Errors in the installation of the root certificate
To the root certificate is set correctly, the default certificate store must match the place where you place this file. In the case when the certificate imports were made from another repository department, you need to click on the "Review ..." and specify the "trusted root certification root centers" (as shown in the image). The established certificate is easy to view and check through the "Certificates" browser tab -\u003e "Trusted Root Certificate Centers". The file validity period must expire 10.03.2035.

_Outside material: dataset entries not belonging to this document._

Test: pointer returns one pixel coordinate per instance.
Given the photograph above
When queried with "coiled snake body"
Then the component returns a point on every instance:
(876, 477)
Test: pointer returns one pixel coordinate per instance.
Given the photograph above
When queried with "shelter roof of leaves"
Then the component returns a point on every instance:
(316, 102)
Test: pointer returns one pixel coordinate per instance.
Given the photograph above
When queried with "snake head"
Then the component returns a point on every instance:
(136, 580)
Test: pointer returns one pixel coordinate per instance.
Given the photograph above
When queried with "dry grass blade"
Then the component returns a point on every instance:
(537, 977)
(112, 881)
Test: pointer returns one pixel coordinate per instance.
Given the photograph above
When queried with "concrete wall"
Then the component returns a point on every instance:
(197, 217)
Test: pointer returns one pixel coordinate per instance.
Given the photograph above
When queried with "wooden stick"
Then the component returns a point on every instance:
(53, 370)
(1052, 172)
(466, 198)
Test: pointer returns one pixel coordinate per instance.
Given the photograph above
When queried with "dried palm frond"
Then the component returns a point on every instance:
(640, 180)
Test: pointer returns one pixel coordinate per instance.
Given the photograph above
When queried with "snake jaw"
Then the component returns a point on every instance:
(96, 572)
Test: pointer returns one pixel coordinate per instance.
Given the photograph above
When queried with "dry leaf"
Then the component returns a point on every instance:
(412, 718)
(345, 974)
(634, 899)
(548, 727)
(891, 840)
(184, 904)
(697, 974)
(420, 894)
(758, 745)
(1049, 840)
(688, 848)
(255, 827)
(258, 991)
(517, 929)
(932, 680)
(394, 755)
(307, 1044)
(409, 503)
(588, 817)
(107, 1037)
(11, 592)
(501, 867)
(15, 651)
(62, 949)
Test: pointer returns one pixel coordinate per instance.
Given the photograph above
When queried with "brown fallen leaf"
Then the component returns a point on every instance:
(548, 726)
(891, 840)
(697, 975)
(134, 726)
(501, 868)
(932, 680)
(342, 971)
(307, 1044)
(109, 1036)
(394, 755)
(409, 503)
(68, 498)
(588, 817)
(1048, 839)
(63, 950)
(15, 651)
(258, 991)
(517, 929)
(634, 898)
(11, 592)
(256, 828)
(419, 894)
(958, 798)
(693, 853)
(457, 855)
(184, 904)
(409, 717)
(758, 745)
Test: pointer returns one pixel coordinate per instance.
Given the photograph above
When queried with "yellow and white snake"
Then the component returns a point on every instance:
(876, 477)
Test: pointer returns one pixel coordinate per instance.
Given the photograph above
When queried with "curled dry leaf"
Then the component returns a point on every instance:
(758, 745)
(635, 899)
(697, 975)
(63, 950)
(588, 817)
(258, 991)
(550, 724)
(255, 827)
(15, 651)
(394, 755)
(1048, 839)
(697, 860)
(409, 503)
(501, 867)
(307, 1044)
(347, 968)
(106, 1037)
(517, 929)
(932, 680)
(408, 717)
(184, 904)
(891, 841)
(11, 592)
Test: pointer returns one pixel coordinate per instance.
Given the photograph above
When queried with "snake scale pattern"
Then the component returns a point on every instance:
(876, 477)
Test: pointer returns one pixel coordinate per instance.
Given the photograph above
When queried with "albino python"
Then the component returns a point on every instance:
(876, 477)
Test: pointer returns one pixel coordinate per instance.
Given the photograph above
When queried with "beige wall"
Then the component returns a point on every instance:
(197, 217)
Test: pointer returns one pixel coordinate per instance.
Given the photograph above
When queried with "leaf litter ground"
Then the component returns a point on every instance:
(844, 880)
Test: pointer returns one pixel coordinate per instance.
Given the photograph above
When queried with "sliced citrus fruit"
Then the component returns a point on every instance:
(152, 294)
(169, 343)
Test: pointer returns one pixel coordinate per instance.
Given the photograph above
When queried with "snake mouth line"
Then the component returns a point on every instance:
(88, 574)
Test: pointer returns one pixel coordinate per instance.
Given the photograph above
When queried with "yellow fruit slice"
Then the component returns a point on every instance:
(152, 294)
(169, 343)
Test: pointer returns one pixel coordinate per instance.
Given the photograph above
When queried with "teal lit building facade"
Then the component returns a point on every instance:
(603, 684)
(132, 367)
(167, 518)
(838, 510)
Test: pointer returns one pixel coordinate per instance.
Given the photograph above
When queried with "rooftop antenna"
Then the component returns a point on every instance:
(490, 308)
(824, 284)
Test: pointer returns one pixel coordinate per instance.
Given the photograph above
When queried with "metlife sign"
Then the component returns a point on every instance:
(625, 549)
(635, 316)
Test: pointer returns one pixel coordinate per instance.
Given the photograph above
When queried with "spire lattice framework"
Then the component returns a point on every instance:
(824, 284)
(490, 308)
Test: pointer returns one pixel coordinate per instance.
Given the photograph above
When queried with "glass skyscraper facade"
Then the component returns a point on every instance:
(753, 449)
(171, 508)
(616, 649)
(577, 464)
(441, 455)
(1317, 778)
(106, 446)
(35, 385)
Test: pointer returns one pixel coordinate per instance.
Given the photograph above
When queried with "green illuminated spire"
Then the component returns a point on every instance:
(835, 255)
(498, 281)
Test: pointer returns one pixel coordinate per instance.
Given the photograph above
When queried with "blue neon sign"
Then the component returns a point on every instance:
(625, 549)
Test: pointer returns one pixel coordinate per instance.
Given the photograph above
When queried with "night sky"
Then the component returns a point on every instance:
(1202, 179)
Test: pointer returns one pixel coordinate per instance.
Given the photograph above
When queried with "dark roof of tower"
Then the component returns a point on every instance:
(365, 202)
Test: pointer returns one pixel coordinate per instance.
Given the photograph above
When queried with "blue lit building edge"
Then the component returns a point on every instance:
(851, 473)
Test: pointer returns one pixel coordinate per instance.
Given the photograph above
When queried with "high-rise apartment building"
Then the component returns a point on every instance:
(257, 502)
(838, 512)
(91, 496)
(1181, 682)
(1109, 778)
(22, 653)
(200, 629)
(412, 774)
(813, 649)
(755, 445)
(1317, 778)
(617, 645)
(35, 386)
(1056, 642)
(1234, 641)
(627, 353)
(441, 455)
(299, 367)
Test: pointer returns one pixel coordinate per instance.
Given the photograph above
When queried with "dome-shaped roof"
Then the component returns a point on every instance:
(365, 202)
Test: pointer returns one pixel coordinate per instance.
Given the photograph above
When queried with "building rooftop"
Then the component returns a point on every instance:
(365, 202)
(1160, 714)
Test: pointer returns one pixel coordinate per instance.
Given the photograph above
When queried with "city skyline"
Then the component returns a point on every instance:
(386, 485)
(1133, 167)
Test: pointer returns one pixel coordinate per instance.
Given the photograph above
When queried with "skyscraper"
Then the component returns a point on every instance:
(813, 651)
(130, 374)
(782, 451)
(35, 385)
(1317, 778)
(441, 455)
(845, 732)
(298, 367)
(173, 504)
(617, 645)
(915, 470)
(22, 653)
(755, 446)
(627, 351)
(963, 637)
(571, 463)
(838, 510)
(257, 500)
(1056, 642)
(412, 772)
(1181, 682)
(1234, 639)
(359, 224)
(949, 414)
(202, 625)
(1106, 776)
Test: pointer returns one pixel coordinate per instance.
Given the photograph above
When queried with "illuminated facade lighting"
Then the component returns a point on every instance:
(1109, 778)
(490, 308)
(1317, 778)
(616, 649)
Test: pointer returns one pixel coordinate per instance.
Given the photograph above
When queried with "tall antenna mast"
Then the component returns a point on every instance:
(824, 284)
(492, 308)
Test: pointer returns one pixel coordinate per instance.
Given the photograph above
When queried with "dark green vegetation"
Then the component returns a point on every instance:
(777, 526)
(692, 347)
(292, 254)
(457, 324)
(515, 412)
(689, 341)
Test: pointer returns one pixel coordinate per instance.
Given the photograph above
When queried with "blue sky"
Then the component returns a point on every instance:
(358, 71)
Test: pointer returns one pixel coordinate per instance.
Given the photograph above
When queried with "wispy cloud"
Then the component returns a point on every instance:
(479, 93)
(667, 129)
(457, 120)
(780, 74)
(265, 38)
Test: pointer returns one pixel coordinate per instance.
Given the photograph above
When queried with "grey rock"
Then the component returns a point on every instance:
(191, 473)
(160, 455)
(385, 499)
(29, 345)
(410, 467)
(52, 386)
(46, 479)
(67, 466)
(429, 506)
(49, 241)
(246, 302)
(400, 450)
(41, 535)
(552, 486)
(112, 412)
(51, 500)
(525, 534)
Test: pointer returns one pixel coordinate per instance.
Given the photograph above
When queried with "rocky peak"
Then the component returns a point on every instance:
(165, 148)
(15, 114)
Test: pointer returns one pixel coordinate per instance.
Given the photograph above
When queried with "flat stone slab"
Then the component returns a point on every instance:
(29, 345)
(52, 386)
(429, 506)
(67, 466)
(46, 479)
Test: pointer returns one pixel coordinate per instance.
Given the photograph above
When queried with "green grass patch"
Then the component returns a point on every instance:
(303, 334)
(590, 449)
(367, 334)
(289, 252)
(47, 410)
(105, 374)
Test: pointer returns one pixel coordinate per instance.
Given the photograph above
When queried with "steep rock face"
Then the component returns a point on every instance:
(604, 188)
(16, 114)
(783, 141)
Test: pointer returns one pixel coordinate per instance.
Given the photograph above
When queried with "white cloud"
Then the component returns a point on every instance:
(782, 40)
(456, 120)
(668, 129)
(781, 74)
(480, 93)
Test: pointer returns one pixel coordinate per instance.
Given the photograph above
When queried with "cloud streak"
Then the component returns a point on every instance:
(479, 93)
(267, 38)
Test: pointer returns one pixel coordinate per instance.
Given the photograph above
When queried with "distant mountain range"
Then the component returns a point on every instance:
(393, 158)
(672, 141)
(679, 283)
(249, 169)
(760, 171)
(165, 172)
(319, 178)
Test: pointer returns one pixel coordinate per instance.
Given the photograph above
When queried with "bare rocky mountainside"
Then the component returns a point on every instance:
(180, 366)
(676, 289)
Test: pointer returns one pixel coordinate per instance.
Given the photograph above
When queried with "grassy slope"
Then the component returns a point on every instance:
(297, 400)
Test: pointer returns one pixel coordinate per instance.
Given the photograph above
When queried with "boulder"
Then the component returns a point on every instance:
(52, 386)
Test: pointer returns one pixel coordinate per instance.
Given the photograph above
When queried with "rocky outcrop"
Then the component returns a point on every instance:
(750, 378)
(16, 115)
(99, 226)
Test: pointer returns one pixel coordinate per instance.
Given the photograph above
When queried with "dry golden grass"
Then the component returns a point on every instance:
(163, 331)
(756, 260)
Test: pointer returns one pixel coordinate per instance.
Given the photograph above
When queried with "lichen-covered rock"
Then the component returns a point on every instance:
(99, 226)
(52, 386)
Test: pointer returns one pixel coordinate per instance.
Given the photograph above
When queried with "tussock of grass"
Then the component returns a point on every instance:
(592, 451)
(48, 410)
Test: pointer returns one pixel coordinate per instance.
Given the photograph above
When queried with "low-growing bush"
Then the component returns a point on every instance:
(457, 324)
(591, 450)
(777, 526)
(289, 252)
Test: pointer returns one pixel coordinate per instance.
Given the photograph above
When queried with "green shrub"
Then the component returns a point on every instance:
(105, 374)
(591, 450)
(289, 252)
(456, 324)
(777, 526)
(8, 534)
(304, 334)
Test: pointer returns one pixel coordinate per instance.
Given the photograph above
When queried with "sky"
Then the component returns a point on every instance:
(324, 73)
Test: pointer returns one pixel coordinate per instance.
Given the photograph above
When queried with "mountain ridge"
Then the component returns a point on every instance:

How to check if the established certificate works? Restart the browser and go to the WebMoney Certification Center page. Security notice should disappear. Installing root certificates for other sites and browsers is performed in the same way, with minimal differences in the interface of the programs used.
The installation is very simple, to start clicking the left mouse button on the link, the plate will appear at the bottom:
Click "Open", after which the window will appear:
The window describes the root certificate and to whom it is issued, make sure to match the image and click "Set the Certificate". The "Certificate Import Master" certificate certificate is launched,
click "Next" and go to the next step.
In the window, we put a circle on the contrary "place all certificates in the next place", click on the "Overview".
Select the certificate store "Trusted root certification centers", as shown in the picture above, click "OK" and get a window:
Click "Next".
We are convinced that everything is the same as in the picture and click "Ready."
Click "OK", congratulations, the certificate is set, you can now open.
Next to the site line of the site will appear, clicking on it, you can see the security report.
P.S. : Unfortunately, Internet Explorer browser, not the best browser for surfing on Internet pages, wines everything - unwillingness to bring a browser to a single standards or a late reaction to new standards. In the latest versions there were cardinal changes, which is a big plus, but still there are moments that can negate the works of web developers. I recommend changing Internet Explorer to something more convenient, fast and safe. Which browser to choose? This is only your choice! Each has its own color sweet). And choose from what - Opera, Google Chrome, Mozilla Firefox, Maxthon 3, Seamonkey and this is not the entire list of popular well-working browsers.